GitHub - awells-nrao/git-lfs-testing

Repository for CASA tests datasets

This git lfs repository stores datasets used in the CASA tests. At run time, the CASA tests will look for the data they need. In order to run the CASA tests on your local machine you will need to have a copy of the datasets that are stored in this repository. There are 2 options to checkout the data, depending on which tests you will run. For the CASA development team, the best solution is to checkout the entire repository as shown below.

Checkout the entire casatestdata repository

The entire casatestdata repository is about ~ 100 GB. To save some space, you can avoid downloading the stakeholder directory as explained in the next section.

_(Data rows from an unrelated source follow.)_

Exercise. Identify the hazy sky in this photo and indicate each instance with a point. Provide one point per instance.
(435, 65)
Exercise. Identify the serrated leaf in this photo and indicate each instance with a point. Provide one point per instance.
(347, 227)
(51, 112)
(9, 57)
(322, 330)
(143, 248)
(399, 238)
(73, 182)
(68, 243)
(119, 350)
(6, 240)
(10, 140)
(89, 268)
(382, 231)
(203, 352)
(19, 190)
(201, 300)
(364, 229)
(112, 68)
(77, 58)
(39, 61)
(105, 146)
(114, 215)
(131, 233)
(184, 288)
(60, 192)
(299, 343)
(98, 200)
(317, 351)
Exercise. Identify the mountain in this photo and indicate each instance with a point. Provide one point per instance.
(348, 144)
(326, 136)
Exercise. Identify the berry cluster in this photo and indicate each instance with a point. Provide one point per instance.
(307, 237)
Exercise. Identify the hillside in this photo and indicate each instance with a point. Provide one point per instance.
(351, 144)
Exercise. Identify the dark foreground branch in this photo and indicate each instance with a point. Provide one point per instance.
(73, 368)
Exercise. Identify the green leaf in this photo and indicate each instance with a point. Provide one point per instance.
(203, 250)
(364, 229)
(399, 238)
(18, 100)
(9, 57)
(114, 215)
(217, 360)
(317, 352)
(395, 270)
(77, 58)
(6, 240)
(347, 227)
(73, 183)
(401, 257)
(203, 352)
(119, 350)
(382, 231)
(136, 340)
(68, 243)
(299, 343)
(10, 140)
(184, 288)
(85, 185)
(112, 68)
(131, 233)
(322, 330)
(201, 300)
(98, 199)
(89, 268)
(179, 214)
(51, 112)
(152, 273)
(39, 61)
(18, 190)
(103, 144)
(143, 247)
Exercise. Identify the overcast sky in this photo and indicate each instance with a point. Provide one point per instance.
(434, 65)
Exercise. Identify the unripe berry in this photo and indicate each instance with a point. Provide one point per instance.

-bash-4.2$ git clone -q --recursive https://open-bitbucket.nrao.edu/scm/casa/casatestdata.git

Sparse checkout of only the stakeholder data directory

The stakeholder directory contains relatively larger datasets that are only used by the CASA stakeholders tests. To only download these datasets, follow these directions for a sparse checkout.

-bash-4.2$ git clone --no-checkout https://open-bitbucket.nrao.edu/scm/casa/casatestdata.git
-bash-4.2$ cd casatestdata
-bash-4.2$ git show HEAD:stakeholder-data | bash

On demand sparse checkout of other directories

If you are only interested in downloading parts of the data for other purposes other than running the CASA tests, you can setup a sparse checkout yourself by following these instructions. I suggest you rename the top directory to something else other than casatestdata to avoid confusion when working with both repos. In the following example we will download only the image data from the repository.

-bash-4.2$ git clone --no-checkout https://open-bitbucket.nrao.edu/scm/casa/casatestdata.git image-data
-bash-4.2$ cd image-data
-bash-4.2$ git config core.sparseCheckout true
-bash-4.2$ echo image/* >> .git/info/sparse-checkout
-bash-4.2$ git checkout master

Upload data to the repository

Contact the CASA verification test team to upload new datasets to the repository.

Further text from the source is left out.